The exterior of the Thomas Cole National Historic Site
On Sunday, April 28 from 2-5 p.m., the Thomas Cole National Historic Site, home and studio of the founder of the Hudson River School, will celebrate the opening of their 2013 exhibition Albert Bierstadt in New York & New England. For the forthcoming exhibition and accompanying illustrated catalogue, guest curator Annette Blaugrund, former director of the National Academy Museum, will focus on Albert Bierstadt’s East Coast paintings. Bierstadt is best known for his iconic images of the American West, and this exhibition will offer a rare chance to see the artist’s faithful depictions of botanical and geological details in the unspoiled wilderness, mountains, and meadows in the White Mountains, Hudson Valley, and in New England and New York. Both large- and small-scale paintings were composed between the late 1850s and 1880s, often while the artist was selecting aesthetic sites for his brothers Charles and Edward to photograph for their stereographs. The exhibition will be on view through November 3, 2013. For information visit www.thomascole.org or call 518.943.7465.
“White Mountains New Hampshire,” by Albert Bierstadt, oil on paper mounted on board, 8 1/2 x 11 1/2 in.

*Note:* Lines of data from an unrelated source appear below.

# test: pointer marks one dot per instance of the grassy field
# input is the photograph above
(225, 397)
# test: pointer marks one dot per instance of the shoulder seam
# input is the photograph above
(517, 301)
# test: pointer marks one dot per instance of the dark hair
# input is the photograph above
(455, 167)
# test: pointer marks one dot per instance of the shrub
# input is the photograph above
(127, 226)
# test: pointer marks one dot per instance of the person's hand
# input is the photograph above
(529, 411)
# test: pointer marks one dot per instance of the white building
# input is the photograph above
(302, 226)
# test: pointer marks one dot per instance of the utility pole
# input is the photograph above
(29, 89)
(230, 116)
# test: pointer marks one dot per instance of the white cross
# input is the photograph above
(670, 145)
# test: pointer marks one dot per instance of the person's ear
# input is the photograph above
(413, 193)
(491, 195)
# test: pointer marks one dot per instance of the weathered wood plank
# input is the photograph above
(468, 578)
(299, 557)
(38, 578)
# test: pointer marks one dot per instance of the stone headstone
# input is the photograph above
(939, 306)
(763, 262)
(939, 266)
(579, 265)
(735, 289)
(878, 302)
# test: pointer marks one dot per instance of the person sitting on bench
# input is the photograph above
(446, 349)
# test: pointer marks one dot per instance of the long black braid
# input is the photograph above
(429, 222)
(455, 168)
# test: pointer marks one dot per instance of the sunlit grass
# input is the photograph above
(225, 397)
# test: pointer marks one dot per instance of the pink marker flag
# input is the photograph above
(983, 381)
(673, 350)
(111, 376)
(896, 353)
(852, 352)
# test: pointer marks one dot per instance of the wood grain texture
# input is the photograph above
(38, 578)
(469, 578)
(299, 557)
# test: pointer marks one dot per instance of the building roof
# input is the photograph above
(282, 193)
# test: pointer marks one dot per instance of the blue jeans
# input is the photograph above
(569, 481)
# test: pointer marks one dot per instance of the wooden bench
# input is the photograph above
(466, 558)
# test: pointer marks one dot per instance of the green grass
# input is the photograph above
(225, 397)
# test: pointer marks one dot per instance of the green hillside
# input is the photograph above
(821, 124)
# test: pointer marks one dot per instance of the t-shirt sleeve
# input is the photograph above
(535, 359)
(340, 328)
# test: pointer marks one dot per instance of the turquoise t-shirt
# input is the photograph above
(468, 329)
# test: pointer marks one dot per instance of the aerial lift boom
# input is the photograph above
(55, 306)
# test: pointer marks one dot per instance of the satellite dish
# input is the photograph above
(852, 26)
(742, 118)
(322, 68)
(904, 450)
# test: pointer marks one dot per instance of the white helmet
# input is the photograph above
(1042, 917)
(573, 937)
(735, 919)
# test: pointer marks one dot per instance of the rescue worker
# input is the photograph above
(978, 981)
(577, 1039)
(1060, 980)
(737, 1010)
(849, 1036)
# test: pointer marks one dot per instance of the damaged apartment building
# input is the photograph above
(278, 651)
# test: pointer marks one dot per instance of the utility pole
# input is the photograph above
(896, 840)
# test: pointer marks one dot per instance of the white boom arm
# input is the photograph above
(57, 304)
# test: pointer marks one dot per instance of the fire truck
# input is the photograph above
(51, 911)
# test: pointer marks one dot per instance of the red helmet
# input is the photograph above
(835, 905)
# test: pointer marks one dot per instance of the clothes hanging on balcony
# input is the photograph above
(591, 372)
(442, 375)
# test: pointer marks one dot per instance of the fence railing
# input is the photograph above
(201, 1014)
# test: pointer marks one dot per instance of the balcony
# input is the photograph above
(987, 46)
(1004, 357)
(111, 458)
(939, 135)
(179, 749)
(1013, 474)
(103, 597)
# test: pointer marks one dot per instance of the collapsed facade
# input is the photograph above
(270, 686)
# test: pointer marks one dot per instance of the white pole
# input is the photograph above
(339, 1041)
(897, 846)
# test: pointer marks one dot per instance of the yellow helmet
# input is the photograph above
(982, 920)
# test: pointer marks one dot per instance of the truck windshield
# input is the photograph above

Another view of Thomas Cole’s studio
Bierstadt was one of the most renowned landscape painters in the United States during the 19th century. Born in Germany to a family who emigrated to New Bedford, Massachusetts, in 1832, Bierstadt was the epitome of the American success story, achieving fame and fortune through his dramatic panoramic paintings of the far West. Less known are his vibrant oil sketches and finished paintings of the White Mountains, Niagara Falls, the Catskills, and more in New York and New England, areas to which he returned time and again. At the height of his career in the 1860s and 1870s, Bierstadt’s paintings attracted an international audience and set record prices. By the 1880s interest in Hudson River School paintings waned and Bierstadt’s career plummeted. From rags to riches and back again, Bierstadt died in virtual obscurity in 1902.